鶴形山山頂に鎮座。古くは島で神功皇后の西征の際海の守護神として鎮り渡来氏族の阿知使主が祀ったと伝えられ、現在名の前には阿智の明神と呼ばれた。祭りには倉敷名物”素隠居”が出て、”三女神の舞”、”天領太鼓”などが奉納される。

観龍寺ー本堂・大師堂ー

観龍寺

宝寿山 観龍寺

鶴形山の一画にある備中西国三十三所観音霊場の一つ。美観地区訪問時、時間さえ許せば参拝をお勧めの寺。旧大原家住宅有隣荘の間を通ってトンネル横の石段を登ると観龍寺がある。ここの境内から倉敷の町並みを眺めるのも良いものだ。

鐘楼ー鶴形山ー

鐘楼ー鶴形山ー

鶴形山の鐘楼

中期の寛保2年創建以来村に時を知らせる鐘として親しまれてきた。幾度かの喪失と再建を経て昭和24年故大原総一郎氏により寄付された鐘が自動鐘打機により打ち鳴らされている。図柄は棟方志功氏によるもの。

妙見宮

妙見宮

妙見宮

鶴形山山頂に文禄3年(1594)に妙見宮が遷宮、寛永5年(1628)に観龍寺が別当となって祭祀祭礼を司ってきた。明治2年の神仏分離令で妙見宮は観龍寺に戻り、跡には阿智神社が建立され海上交通の守護神宗像三女神を祀ったとされている。

阿知の藤

阿知の藤

阿知の藤

樹齢約500年のアケボノフジで同種のフジとしては日本一の巨樹。毎年5月初旬頃薄紫に朱を挿した美しい花を咲かせることから曙藤の名が付いている。幹廻り1.5m、根元周囲2.2m。この藤にちなんで、藤は倉敷市の市花にもなっている。

Sponsored Link



鶴形山とその周辺パノラマー向山よりー

鶴形山とその周辺ー向山よりー

向山から見た鶴形山とその麓の倉敷美観地区

鶴形山の背後より少し西寄り、画面中央付近がJR倉敷駅、その背後には倉敷酒津西の八幡山が丸く突き出て見える。

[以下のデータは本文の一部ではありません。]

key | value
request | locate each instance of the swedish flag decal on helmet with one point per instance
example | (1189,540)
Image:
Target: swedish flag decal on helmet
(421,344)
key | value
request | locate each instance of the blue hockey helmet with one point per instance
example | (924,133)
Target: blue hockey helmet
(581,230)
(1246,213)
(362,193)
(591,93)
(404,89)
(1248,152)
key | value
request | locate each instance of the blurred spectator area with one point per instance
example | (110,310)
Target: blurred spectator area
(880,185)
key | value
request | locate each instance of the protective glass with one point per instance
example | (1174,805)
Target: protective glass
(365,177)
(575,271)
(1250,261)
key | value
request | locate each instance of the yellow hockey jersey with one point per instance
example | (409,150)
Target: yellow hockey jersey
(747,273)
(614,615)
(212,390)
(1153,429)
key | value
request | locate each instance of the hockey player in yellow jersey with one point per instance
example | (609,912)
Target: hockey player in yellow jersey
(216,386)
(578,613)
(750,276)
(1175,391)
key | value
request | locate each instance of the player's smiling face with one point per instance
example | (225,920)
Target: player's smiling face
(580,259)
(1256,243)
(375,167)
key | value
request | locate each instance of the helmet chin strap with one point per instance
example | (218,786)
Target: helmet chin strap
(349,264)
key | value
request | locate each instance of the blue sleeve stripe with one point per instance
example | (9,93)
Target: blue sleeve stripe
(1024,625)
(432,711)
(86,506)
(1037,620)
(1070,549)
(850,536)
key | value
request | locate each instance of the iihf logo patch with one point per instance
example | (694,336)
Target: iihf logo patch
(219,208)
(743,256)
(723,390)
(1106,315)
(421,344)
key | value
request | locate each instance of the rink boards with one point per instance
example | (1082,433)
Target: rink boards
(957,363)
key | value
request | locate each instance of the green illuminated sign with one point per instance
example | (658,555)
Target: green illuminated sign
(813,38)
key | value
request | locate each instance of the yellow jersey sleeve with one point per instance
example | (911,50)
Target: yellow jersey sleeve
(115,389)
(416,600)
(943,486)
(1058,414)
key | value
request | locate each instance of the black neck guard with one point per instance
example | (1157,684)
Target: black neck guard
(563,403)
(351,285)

右端に見える高い山は、足利尊氏と新田義貞が対立し南北朝時代の端緒となった備中福山合戦の舞台、福山城跡

戦国時代末期、宇喜多秀家は、備中高松城水攻めの際培った築堤技術を使い、吉備の穴海に浮かぶ小島であった鶴形山の南東にある向山の山裾からこの鶴形山の南山裾を通って高梁川の河口であった酒津方面まで堤防を築き(宇喜多堤)後に倉敷発展の基礎となる干拓事業の端緒を開いた。